### GESIS Fall Seminar in Computational Social Science 2022
### Introduction to Computational Social Science with Python
# Day 5-3: Analysis of Non-Rectangular Data

## Overview

* Network analysis with NetworkX
* Text analysis with NLTK

## Network analysis with [NetworkX](https://networkx.org/documentation/stable/)
* NetworkX is a Python package for network analysis.
* We can use it to study social networks!
    - Networks can be explicitly social, e.g., who is friends with who.
    - We can also study networks created through social processes, e.g., hyperlink network on the WWW, retweet networks, citation networks.

### Network basics
* **Graph**
    - Mathematical term for a network.
* **Node** (or **Vertex**)
    - The 'points' or individuals in the network.
* **Edge**
    - The connections between nodes.
* **Directed / Undirected**
    - Edges can have a direction (e.g., @Dave2008 follows @BarackObama on Twitter), or not have a direction (e.g., Dustin and Steve are friends).
* **Weighted / Unweighted**
    - Edges can have an associated weight or be unweighted (e.g., if we study a network of emails within an organisation, we can choose to include the number of emails exchanged as the edge weight).
    
    
![network_diagram](figs/network_diagram.svg "network_diagram")

In [None]:
import networkx as nx
import matplotlib.pyplot as plt

# We can manually create a network (graph)
g = nx.Graph() # By default an unweighted, undirected graph

g.add_nodes_from(["Milena", "Patrick", "Julius", "Erica", "Helen", "Barack"])
print(g.nodes()) # we have nodes, but no edges
print(g.edges())

In [None]:
# Let's add some edges
edgelist = [("Milena", "Patrick"),
           ("Patrick", "Julius"),
           ("Erica", "Helen"),
           ("Patrick", "Helen"),
           ("Erica", "Milena"),
           ("Erica", "Helen")]

g.add_edges_from(edgelist) # add edges in the edgelist to our network
# (we could skip the add_nodes_from stage, but would miss Barack from the network)

nx.draw(g, with_labels=True) # plot the network (this is just a matplotlib axes!)

In [None]:
# We can also import data
# This is a school social network where students name who they are friends with
# A directed edge goes from the naming to the named student

dixon_g = nx.read_edgelist("data/dixon_edgelist.txt", create_using=nx.DiGraph()) # Read as a directed graph
print(nx.info(dixon_g)) # get some info

plt.figure(figsize=(16,10))
nx.draw(dixon_g, node_size=20, width=.2) # draw the graph (custom node size and edge width)
plt.show()

In [None]:
# More information, like node labels and attributes can be imported if we use another file type
# Several different graph file types can be read by networkx (GraphML, Pajek, GML, JSON, Pickle...)

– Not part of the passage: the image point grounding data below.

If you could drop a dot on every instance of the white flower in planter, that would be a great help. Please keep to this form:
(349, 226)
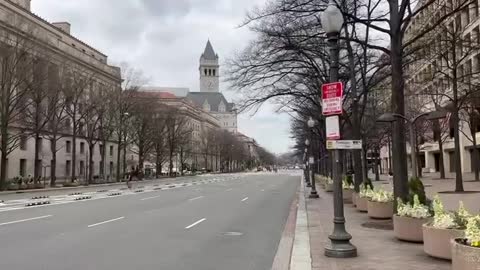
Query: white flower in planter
(472, 232)
(383, 196)
(417, 210)
(448, 220)
(366, 193)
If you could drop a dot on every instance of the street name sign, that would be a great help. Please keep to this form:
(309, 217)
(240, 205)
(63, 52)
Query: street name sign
(332, 98)
(344, 144)
(332, 124)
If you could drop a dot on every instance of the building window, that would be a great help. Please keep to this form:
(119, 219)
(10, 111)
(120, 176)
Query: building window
(82, 168)
(40, 143)
(68, 146)
(68, 167)
(101, 167)
(111, 168)
(23, 167)
(23, 142)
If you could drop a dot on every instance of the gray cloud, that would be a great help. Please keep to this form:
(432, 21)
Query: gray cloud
(165, 38)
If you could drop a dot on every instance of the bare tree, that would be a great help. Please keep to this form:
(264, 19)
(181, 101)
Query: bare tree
(142, 128)
(56, 110)
(124, 104)
(78, 82)
(16, 73)
(178, 133)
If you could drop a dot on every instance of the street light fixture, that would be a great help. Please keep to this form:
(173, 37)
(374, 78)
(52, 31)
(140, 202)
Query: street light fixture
(313, 192)
(340, 246)
(307, 164)
(392, 117)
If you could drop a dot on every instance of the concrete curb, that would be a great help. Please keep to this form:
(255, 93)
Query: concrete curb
(301, 257)
(284, 250)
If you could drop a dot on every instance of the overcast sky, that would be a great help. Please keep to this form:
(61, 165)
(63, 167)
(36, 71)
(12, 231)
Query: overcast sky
(164, 38)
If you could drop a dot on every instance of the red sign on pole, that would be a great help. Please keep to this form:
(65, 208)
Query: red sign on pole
(332, 98)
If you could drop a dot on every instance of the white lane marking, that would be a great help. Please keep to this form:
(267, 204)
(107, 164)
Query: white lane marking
(149, 198)
(23, 220)
(196, 198)
(106, 221)
(195, 223)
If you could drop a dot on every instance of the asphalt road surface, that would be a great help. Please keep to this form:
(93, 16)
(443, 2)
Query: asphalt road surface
(213, 222)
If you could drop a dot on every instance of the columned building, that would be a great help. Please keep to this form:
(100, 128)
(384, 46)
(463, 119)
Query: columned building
(58, 59)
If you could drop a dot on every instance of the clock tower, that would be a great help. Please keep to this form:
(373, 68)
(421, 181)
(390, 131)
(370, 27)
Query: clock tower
(209, 70)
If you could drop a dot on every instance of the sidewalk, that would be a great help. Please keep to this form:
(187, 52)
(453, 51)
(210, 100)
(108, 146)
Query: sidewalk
(377, 248)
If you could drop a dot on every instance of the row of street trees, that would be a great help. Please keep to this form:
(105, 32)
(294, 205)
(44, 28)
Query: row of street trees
(382, 53)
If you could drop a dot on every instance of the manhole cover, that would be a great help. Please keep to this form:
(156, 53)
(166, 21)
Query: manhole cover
(233, 234)
(380, 225)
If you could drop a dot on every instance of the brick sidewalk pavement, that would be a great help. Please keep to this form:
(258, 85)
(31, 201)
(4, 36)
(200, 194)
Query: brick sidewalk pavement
(377, 248)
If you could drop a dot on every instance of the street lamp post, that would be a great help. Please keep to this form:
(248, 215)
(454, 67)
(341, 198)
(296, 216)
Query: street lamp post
(307, 162)
(313, 192)
(392, 117)
(340, 246)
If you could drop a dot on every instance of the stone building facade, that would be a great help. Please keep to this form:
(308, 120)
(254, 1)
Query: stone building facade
(59, 51)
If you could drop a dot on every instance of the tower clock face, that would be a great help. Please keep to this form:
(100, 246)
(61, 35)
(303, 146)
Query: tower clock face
(210, 84)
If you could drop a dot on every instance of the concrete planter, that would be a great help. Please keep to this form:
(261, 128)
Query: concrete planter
(380, 210)
(436, 241)
(354, 198)
(347, 195)
(362, 204)
(408, 228)
(464, 257)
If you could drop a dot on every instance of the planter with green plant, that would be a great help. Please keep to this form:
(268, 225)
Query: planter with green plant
(348, 189)
(380, 205)
(366, 193)
(445, 226)
(407, 223)
(329, 184)
(466, 250)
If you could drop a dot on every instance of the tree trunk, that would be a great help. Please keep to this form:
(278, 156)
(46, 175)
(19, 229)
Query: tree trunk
(119, 151)
(90, 163)
(3, 167)
(181, 161)
(158, 165)
(456, 133)
(400, 175)
(53, 165)
(364, 161)
(37, 167)
(74, 147)
(475, 156)
(103, 158)
(170, 165)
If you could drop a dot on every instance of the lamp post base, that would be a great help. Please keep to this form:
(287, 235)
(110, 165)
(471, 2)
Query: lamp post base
(340, 249)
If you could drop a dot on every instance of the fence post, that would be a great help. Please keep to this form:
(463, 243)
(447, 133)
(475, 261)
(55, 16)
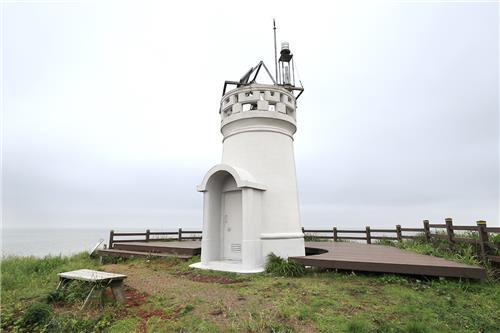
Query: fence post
(449, 230)
(398, 233)
(111, 236)
(368, 236)
(427, 230)
(483, 239)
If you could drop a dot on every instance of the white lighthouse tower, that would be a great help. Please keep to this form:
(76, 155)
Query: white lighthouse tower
(250, 205)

dixon_g = nx.read_graphml('data/dixon_network.graphml') # read the graphml file
print(nx.info(dixon_g)) # get some info


In [None]:
# We can look at the full list of nodes
print(dixon_g.nodes(data=True))

# or a specific node
print(dixon_g.nodes()['n100'])

# or an attribute for every node
print(dixon_g.nodes(data='race'))


### Centrality
* Which are the most important nodes in the network?
* How do we measure the importance of nodes?

In [None]:
# Degree is a count of how many edges a node has
# In-degree is a count of how many edges into a node there are (number that name the student as a friend)
# Out-degree is a count of how many edges out from a node there are (number that the student names as a friend)

deg = dixon_g.degree() # get degree, indegree, outdegree 
indeg = dixon_g.in_degree()
outdeg = dixon_g.out_degree()
print(deg)

plt.hist(dict(deg).values(), bins=20) # plot distribution
plt.ylabel('Count')
plt.xlabel('Degree')
plt.title('Degree distribution of students at Dixon High')
plt.show()

print('Max degree =', max(dict(deg).values()))

In [None]:
# PageRank is a similar centrality measure
# PageRank takes into account not just number of neighbours, but importance of neighbours too
# If popular people name you as their friend, you have higher PageRank centrality than if unpopular people name you

pr = nx.pagerank(dixon_g) # get PageRank of nodes

plt.hist(pr.values(), bins=20) # plot distribution
plt.ylabel('Count')
plt.xlabel('PageRank')
plt.title('PageRank distribution of students at Dixon High')
plt.show()

In [None]:
# Let's find the mean PageRank for white vs black students
pr_w = [v for k, v in pr.items() if dixon_g.nodes(data='race')[k]=='W']
pr_b = [v for k, v in pr.items() if dixon_g.nodes(data='race')[k]=='B']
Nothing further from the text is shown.